Equador escancara contradição entre buen vivir e desenvolvimentismo baseado no petróleo

Governo Correa foi acusado de “extrativista” por ambientalistas e indígenas, os mesmos que hoje se levantam contra aumento do preço da gasolina

Protesto em Quito. Causa Operária

Por Gustavo Menon.

Os fortes protestos dos últimos dias abalaram a base de apoio do governo equatoriano de Lenín Moreno. Eleito com a plataforma de continuidade da Revolução Cidadã, Moreno rapidamente mudou de rota e adotou medidas contrárias àquelas anunciadas durante a campanha.

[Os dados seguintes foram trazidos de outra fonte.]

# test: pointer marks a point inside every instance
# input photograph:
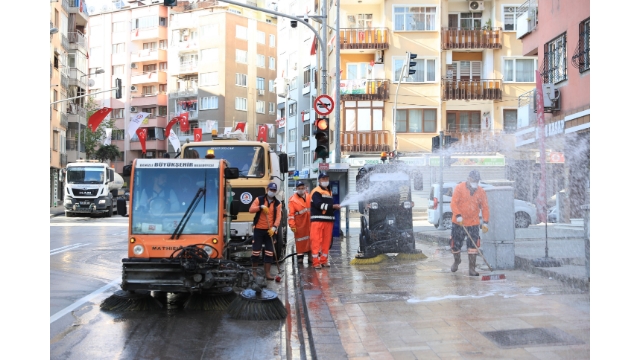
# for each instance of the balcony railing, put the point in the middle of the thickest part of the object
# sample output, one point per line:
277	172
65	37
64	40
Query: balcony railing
362	89
526	18
364	38
488	89
365	141
460	38
77	38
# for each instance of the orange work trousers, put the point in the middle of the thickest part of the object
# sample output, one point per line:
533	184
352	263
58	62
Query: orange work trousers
321	233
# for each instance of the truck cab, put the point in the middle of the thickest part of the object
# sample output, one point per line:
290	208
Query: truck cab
91	188
258	165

Em um movimento de aproximação com a agenda neoliberal e com uma retórica de combate à corrupção, o presidente, democraticamente eleito, passou a perseguir os ex-aliados de seu partido, a Alianza PAIS. Os casos mais emblemáticos foram as acusações de corrupção diante do vice-presidente de Rafael Correa, Jorge Glas, pelo, o que ficou conhecido como o “petrolão equatoriano” (um conjunto de suspeitas de fraudes e superfaturamentos, especialmente envolvendo a construtora brasileira Odebrecht em licitações públicas realizadas durante a década correísta, de 2007 a 2017).

O próprio Rafael Correa, hoje morando na Bélgica, passou por sucessivos ataques da ala de Moreno, sendo acusado de ter liderado casos de corrupção no país. Em 2017, por exemplo, forças aliadas ao novo presidente puxaram um referendo que limitava a reeleição de ex-mandatários à presidência, um claro ataque ao ex-mandatário.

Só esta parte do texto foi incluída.